Segundo o BC, as informações expostas incluem dados cadastrais como nome completo do titular, CPF, instituição de relacionamento, número de agência, tipo e número de conta, além das datas de abertura da conta e criação da chave Pix. Não houve comprometimento de senhas, saldos ou histórico de transações, de acordo com a autoridade monetária. A Pefisa atende cerca de 5 milhões de clientes ativos, funcionando como o braço financeiro do grupo Pernambucanas.
Em alinhamento com a apuração regulatória, o BC ressalta que o vazamento ocorreu de modo pontual e classificou o impacto como baixo. No entanto, o incidente eleva o risco de golpes de engenharia social e de fraude direcionada aos clientes afetados, destacando a importância de reforçar controles de acesso e monitoramento.
O panorama de incidentes com Pix é marcado por repetição: apenas em 2026 já foram expostas mais de 33,5 mil chaves Pix em diferentes instituições, configurando um padrão sistêmico que demanda ações urgentes de cibersegurança nas instituições financeiras, fintechs e no próprio ecossistema de pagamentos instantâneos.

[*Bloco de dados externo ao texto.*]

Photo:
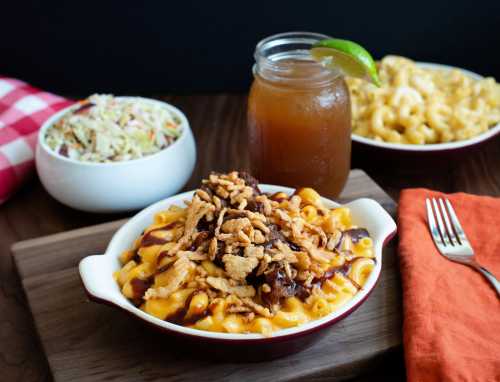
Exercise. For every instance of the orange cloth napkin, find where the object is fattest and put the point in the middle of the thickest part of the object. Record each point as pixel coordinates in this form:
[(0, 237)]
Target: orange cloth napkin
[(451, 329)]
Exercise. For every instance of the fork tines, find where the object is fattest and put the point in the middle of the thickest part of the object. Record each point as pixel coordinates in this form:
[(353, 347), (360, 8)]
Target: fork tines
[(448, 230)]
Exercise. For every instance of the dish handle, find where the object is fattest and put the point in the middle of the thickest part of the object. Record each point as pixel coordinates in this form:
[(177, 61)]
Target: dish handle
[(95, 273), (381, 224)]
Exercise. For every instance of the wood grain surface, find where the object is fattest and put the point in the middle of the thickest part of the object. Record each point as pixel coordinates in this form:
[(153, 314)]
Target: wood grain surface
[(89, 342), (218, 122)]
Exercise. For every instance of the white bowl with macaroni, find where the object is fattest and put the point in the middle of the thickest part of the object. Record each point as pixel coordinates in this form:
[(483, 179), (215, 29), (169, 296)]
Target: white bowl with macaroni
[(119, 185), (97, 276), (464, 129)]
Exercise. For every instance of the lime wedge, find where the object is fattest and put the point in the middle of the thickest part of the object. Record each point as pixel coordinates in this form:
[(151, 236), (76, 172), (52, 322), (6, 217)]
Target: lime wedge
[(346, 57)]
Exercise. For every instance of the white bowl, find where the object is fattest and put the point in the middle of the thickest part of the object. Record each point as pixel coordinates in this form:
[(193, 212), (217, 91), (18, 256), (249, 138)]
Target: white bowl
[(449, 147), (117, 186), (97, 271)]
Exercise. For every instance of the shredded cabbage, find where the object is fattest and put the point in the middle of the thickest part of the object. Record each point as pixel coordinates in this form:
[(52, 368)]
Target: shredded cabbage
[(108, 129)]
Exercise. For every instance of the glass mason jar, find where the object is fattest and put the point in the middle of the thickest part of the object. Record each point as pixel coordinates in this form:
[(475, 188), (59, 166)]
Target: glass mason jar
[(299, 117)]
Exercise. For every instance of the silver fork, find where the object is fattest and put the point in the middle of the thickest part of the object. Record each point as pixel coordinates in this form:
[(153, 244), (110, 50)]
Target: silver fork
[(450, 238)]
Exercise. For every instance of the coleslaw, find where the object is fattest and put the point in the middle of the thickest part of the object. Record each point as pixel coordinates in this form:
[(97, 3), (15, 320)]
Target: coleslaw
[(108, 129)]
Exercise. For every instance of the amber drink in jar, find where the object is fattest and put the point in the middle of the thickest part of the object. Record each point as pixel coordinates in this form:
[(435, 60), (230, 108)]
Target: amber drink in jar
[(299, 117)]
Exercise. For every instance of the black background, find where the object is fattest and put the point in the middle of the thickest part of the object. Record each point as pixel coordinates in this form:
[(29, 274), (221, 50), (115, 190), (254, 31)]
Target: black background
[(80, 47)]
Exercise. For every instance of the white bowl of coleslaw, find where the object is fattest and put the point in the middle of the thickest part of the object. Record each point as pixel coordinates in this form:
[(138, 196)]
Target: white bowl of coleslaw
[(122, 185)]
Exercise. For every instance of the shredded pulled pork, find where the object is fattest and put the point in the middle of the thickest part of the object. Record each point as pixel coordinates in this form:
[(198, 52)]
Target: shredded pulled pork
[(235, 242)]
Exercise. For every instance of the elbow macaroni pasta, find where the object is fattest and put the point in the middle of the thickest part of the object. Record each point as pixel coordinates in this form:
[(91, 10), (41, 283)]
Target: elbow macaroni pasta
[(207, 294), (417, 105)]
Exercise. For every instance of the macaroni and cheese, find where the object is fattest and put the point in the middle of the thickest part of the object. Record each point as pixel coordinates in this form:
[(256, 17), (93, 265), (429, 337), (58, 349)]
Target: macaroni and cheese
[(417, 105), (237, 260)]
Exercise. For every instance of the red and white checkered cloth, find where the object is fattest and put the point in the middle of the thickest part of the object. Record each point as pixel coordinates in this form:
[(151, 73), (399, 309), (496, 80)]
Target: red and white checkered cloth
[(23, 110)]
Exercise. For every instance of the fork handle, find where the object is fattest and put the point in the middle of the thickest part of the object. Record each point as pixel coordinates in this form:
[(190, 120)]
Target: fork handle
[(489, 276)]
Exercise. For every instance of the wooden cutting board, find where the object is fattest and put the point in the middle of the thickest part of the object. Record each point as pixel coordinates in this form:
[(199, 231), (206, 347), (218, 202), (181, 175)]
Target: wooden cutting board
[(86, 341)]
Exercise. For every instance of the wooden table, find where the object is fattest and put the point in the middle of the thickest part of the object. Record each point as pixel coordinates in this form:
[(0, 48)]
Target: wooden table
[(218, 122)]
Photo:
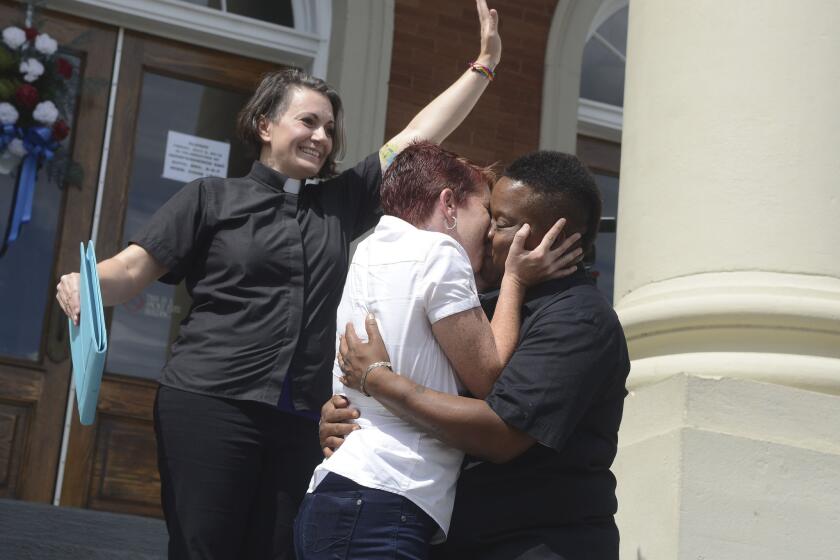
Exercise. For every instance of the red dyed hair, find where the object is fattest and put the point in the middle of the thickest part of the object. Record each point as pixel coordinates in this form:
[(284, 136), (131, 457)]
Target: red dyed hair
[(416, 177)]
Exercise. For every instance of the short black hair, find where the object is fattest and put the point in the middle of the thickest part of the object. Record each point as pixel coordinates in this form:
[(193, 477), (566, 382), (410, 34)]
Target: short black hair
[(561, 185), (271, 99)]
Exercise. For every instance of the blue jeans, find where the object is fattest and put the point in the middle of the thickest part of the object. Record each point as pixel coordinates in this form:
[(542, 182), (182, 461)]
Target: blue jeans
[(342, 519)]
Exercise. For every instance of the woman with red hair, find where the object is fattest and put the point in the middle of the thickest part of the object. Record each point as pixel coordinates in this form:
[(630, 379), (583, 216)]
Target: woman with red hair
[(388, 490)]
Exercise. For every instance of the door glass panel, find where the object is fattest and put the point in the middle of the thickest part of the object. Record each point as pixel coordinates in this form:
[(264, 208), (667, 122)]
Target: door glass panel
[(26, 282), (143, 328), (278, 11), (603, 263)]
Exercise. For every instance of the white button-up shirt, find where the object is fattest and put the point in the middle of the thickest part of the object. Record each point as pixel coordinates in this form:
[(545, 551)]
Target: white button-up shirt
[(409, 278)]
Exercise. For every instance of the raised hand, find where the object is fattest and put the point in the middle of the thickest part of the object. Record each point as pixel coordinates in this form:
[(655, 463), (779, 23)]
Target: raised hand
[(491, 42)]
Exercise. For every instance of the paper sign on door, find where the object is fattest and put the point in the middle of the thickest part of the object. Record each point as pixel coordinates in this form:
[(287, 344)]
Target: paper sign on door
[(191, 157)]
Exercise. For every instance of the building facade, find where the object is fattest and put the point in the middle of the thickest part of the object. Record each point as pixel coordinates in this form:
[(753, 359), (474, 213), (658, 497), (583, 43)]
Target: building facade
[(721, 254)]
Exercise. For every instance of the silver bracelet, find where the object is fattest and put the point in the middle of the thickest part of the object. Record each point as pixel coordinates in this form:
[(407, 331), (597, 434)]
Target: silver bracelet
[(370, 368)]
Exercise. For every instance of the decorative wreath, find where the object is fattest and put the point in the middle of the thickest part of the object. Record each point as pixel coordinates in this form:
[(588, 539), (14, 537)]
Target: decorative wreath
[(34, 105)]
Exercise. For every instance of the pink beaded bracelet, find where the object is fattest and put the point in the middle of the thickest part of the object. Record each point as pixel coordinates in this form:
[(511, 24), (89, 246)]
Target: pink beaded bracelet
[(485, 71)]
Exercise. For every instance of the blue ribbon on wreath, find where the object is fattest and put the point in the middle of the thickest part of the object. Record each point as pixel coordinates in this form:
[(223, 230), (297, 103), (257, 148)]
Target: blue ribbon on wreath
[(39, 147), (8, 132)]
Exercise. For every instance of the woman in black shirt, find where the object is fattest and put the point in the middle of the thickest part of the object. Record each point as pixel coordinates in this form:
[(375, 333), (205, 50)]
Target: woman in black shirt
[(264, 258)]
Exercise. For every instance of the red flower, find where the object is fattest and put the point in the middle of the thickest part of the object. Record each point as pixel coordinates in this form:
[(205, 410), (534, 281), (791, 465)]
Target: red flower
[(64, 68), (60, 130), (27, 96)]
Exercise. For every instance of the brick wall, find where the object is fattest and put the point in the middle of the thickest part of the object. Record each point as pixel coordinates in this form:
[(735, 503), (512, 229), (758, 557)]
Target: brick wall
[(433, 42)]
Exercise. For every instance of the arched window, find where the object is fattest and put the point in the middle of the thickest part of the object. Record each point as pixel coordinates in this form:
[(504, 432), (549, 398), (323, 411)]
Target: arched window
[(279, 12), (599, 125)]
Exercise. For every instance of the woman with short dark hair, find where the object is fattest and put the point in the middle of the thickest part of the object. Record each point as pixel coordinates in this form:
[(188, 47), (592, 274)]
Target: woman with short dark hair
[(264, 258)]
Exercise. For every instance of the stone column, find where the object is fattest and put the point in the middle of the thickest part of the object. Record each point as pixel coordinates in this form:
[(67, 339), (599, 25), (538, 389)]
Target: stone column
[(728, 280)]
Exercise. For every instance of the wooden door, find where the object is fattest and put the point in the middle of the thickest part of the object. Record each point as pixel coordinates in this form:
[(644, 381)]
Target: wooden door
[(603, 158), (34, 354), (164, 87)]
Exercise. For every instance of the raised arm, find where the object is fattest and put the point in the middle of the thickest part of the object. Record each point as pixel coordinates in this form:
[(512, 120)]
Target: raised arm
[(479, 350), (448, 110), (121, 277)]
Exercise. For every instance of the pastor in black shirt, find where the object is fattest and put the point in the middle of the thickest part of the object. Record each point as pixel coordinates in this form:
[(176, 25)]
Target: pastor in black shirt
[(264, 260), (548, 431)]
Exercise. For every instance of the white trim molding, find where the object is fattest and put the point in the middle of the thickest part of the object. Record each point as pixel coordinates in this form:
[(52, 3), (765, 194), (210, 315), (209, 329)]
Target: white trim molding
[(199, 25), (360, 67), (601, 120), (766, 326)]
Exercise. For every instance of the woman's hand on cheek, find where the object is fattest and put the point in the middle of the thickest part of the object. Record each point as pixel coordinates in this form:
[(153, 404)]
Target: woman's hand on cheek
[(545, 262)]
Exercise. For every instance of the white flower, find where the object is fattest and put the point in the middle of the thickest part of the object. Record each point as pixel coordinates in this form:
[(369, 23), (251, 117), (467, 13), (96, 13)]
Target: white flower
[(31, 69), (16, 148), (45, 44), (45, 112), (8, 113), (14, 37)]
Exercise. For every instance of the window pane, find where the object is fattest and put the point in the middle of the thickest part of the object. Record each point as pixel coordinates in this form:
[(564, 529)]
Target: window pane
[(276, 11), (608, 185), (26, 282), (614, 30), (143, 328), (602, 72)]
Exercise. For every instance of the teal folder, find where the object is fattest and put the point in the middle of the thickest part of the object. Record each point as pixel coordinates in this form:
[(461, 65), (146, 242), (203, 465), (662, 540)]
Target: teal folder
[(88, 340)]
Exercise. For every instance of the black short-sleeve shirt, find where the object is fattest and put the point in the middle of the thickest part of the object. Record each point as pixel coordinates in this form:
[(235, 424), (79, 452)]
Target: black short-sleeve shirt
[(265, 270), (564, 386)]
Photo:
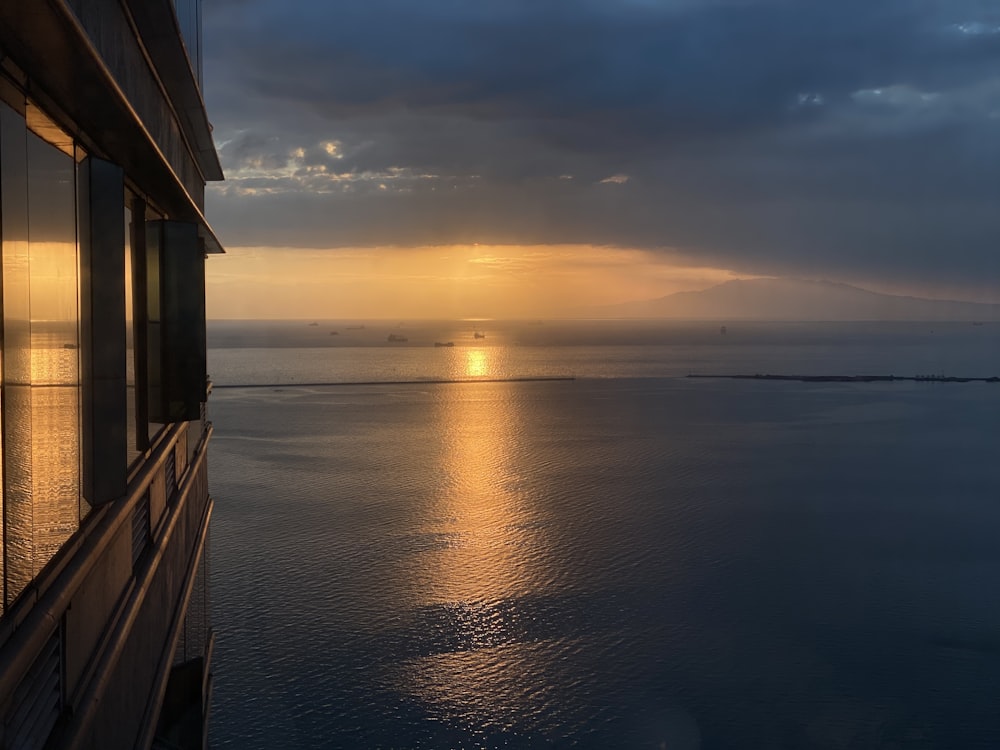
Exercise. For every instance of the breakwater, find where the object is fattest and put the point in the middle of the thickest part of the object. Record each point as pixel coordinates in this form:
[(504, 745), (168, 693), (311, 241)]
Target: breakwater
[(857, 378)]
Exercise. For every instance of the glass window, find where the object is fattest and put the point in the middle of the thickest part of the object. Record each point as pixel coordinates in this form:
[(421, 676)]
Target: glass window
[(41, 357), (134, 449)]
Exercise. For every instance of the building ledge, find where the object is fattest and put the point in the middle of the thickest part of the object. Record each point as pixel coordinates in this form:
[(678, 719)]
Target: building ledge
[(161, 35)]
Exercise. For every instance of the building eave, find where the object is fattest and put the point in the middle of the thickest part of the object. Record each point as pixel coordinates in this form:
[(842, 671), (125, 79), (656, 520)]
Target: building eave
[(55, 61), (161, 34)]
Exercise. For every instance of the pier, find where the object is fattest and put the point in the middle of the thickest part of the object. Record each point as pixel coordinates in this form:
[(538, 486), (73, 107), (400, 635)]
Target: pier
[(857, 378)]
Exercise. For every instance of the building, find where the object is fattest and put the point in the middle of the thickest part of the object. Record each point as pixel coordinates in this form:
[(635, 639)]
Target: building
[(105, 148)]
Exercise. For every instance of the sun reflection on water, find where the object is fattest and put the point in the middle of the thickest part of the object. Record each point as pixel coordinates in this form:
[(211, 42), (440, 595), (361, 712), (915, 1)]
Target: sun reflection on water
[(484, 672)]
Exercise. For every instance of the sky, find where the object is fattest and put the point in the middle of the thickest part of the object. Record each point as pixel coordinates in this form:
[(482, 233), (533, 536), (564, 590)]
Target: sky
[(456, 158)]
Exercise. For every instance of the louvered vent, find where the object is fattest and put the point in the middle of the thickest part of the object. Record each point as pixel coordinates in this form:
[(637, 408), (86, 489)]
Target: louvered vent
[(37, 702), (140, 527), (170, 474)]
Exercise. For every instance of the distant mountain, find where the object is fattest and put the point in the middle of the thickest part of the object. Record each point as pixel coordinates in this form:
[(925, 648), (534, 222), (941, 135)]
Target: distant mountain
[(795, 299)]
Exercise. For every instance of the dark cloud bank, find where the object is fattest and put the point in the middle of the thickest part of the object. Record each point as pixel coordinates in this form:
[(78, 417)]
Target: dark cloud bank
[(856, 140)]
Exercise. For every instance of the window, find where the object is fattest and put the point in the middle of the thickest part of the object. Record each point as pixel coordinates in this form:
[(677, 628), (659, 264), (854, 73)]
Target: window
[(42, 504)]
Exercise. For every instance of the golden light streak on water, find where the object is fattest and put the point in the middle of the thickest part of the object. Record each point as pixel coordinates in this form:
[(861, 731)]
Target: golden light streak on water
[(477, 363), (492, 552)]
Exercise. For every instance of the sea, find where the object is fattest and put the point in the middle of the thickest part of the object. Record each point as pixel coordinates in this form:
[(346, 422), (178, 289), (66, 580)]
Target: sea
[(547, 535)]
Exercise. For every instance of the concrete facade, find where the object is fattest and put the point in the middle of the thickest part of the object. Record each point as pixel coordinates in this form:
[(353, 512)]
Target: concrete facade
[(105, 148)]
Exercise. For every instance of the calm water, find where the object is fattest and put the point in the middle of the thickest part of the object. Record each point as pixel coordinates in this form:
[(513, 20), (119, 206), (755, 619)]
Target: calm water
[(628, 559)]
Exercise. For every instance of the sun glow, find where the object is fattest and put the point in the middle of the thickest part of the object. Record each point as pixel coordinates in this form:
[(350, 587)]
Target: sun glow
[(476, 365), (461, 281)]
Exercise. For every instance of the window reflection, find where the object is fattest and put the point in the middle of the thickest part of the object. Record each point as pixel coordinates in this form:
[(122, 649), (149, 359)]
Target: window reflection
[(41, 366), (133, 452)]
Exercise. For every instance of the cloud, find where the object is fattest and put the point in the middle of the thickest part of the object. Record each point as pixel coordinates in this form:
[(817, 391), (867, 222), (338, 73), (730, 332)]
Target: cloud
[(853, 139)]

Reguladores indicaram que a Pefisa será alvo de sanções previstas pela regulamentação vigente e que os clientes deverão ser notificados exclusivamente pelos canais oficiais da instituição (aplicativo móvel ou internet banking). O BC ainda orienta que usuários ignorem mensagens de outras fontes para evitar golpes que exploram o contexto do vazamento.
Para executivos de TI, o caso reforça a necessidade de uma abordagem de segurança em camadas, criptografia de dados em repouso e em trânsito, autenticação multifator para acessos administrativos e segmentação de redes. Além disso, especialistas defendem testes de penetração trimestrais, uso de soluções de prevenção contra perda de dados (DLP) e capacitação contínua de equipes em desenvolvimento seguro para reduzir o tempo de detecção e resposta a incidentes.